Saturday, January 28, 2012

French implant boss released, faces bodily harm charge (Reuters)

MARSEILLE, France (Reuters) ? Jean-Claude Mas, the Frenchman who sparked a global health scare by selling substandard breast implants, was released from police custody on Friday and faces a charge of causing bodily harm, his lawyer said.

Mas will not be investigated for the graver charge of manslaughter, as was expected, but does now face criminal charges which carry longer sentences than those he faces in a fraud case expected to go to trial around October.

He was released on bail of 100,000 euros ($131,600), banned from leaving the country and from meeting former executives of his now defunct company Poly Implant Prothese (PIP).

"We are satisfied that Mr Mas could explain himself to a judge," his lawyer Yves Haddad said on iTele television. "This is a relief for him."

"On the charge of involuntary homicide, the judge decided that for now there is no link," Haddad said.

In the first arrests since the two-year-old scandal made headlines worldwide in December, Mas and a second PIP executive were seized at their homes in southern France just after dawn.
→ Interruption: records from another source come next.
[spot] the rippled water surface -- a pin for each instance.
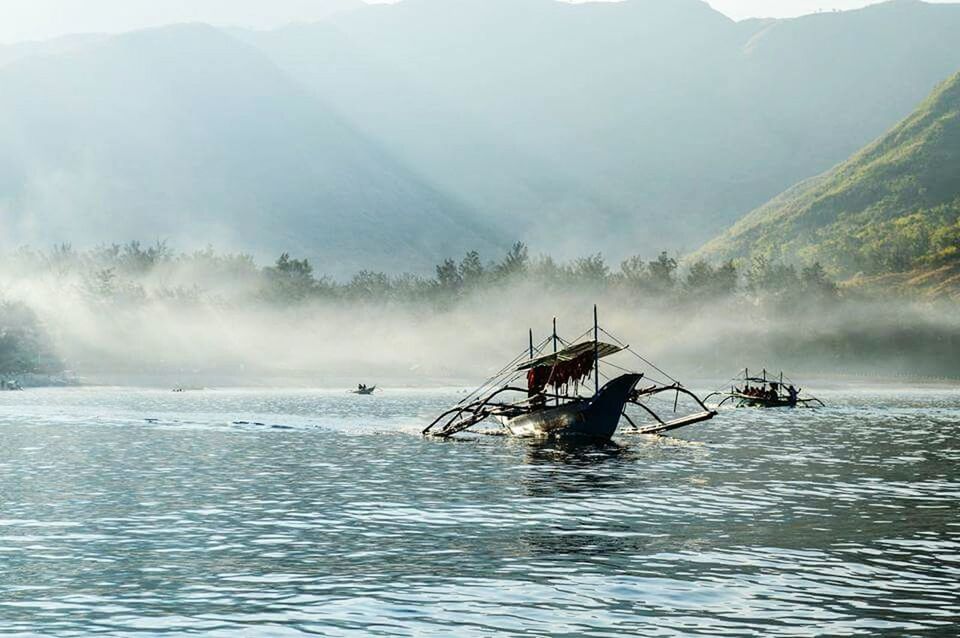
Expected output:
(150, 513)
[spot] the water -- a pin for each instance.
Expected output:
(335, 518)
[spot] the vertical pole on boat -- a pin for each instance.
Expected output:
(596, 352)
(557, 392)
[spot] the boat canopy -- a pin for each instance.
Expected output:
(571, 353)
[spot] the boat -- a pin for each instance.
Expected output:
(558, 394)
(765, 391)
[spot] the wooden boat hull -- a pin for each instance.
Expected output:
(591, 419)
(756, 402)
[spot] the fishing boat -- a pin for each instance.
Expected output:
(765, 391)
(554, 390)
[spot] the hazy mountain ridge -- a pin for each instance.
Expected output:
(639, 124)
(186, 133)
(623, 127)
(894, 207)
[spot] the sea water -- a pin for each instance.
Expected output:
(305, 513)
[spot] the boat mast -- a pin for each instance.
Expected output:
(557, 392)
(596, 352)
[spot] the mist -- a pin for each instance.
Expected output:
(213, 319)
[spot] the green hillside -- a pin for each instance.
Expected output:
(894, 207)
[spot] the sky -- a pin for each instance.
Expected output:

Women who have been campaigning against PIP since French authorities banned its products nearly two years ago welcomed the move as giving them a sense that the law was now in action:

"It's been too long," said Murielle Ajellio, who heads an association for women with implants. Up to now, she said: "You feel like you're fighting against the wind."
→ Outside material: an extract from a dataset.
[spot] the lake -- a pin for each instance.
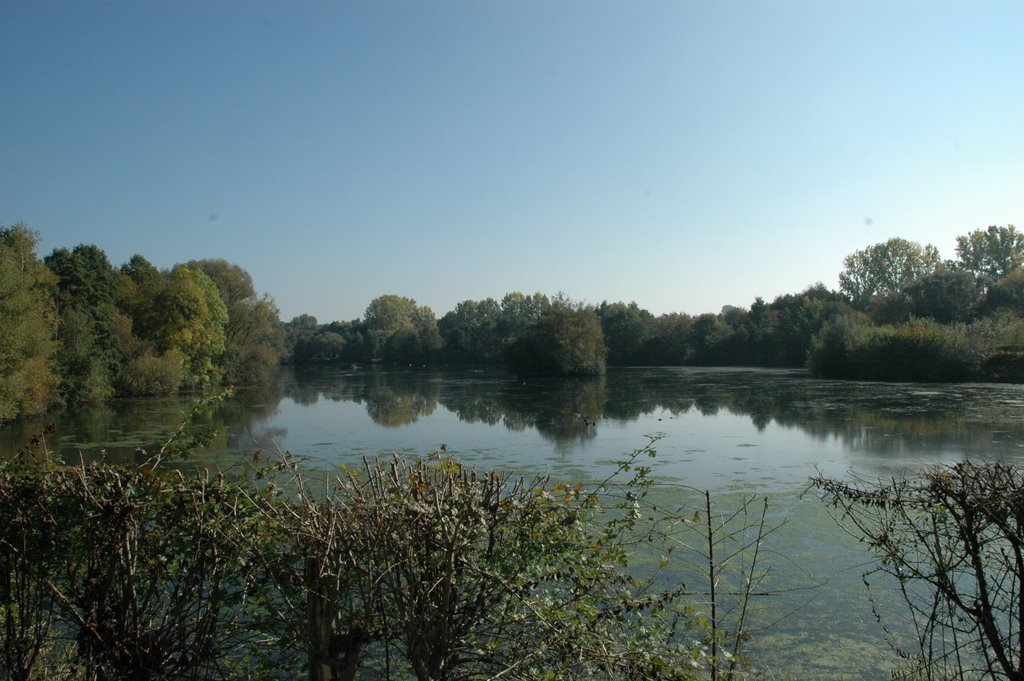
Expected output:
(735, 432)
French authorities have been criticized for being slow to react to a case that has sown fear among tens of thousands of women who carry PIP implants. French inspectors ordered them off the market in March 2010, due to concerns over their quality.

But only last month did officials in Paris recommend their surgical removal, drawing attention to the problem for patients worldwide who had been fitted with products from the company, which was at one time the third biggest global supplier.

Lawyers for women in France who have filed complaints over PIP implants welcomed the arrests and said there must be no escaping justice for the 72-year-old Mas, who has been quoted as deriding those suing him as being motivated only by money.

"This is a comfort for the victims," said Laurent Gaudon, whose clients are pursuing PIP and surgeons who used its implants for fraud. "It's the feeling that justice is advancing and they have not been forgotten. It's the assurance that the guilty are at last going to be held accountable."

Philippe Courtois, who represents 1,300 people with PIP implants, said Mas should not be freed pending any trial.

Mas and PIP's former chief executive Claude Couty were questioned at home, as police conducted searches. They were then moved to police custody in the Mediterranean port city of Marseille, under the orders of prosecutor Jacques Dallest.

SUBSTANDARD SILICONE

PIP enjoyed years of success with international sales, but behind the scenes employees, and Mas himself, have admitted to hiding from certification agencies the fact they were using cheap, industrial silicone, not approved for medical use.

Health authorities in France and elsewhere have stressed that PIP's products carry no proven link to cancer, but surgeons report that they have abnormally high rupture rates. Responses to the problem have varied among different foreign authorities.

Thursday's arrests follow an investigation opened in Marseille, close to PIP's former premises, on December 8 after the death from cancer in 2010 of a woman with PIP implants.

Mas and Couty can be held for up to 48 hours while a judge decides whether to open a formal probe and, if so, what bail conditions, if any, to set.

A trial date could be years away, given the extent of inquiry required, but the bodily harm case could make it harder for Mas to avoid appearing in court later this year on other charges of fraud and deception.

That latter case targets half a dozen former PIP executives and could also carry prison terms for them of several years. It has dragged on as investigators have had to quiz up to 2,700 women who have filed complaints over PIP implants.

Mas, who sold some 300,000 implants around the world, has acknowledged that he used unapproved silicone but dismissed fears that it constituted a health risk.

Earlier in January, leaks from a police document showed Mas admitting to lying about the quality of PIP's implants and describing the women filing complaints against him as just seeking money. The comments sparked public anger against him.

PIP closed down in March 2010 after regulators discovered it was using a non-approved, industrial silicone gel, and pulled its implants off the market.

Last month, the French government advised women with PIP implants to have them removed, and said it would pay for the operations in France, sparking alarm around the world.

Officials in several other countries, including Britain and Brazil, have asked women to visit their doctors for checks.

France has called for tighter European Union regulations on medical devices in wake of the PIP affair, saying suppliers of prosthetics should require the same sort of authorization as manufacturers of prescription medicines.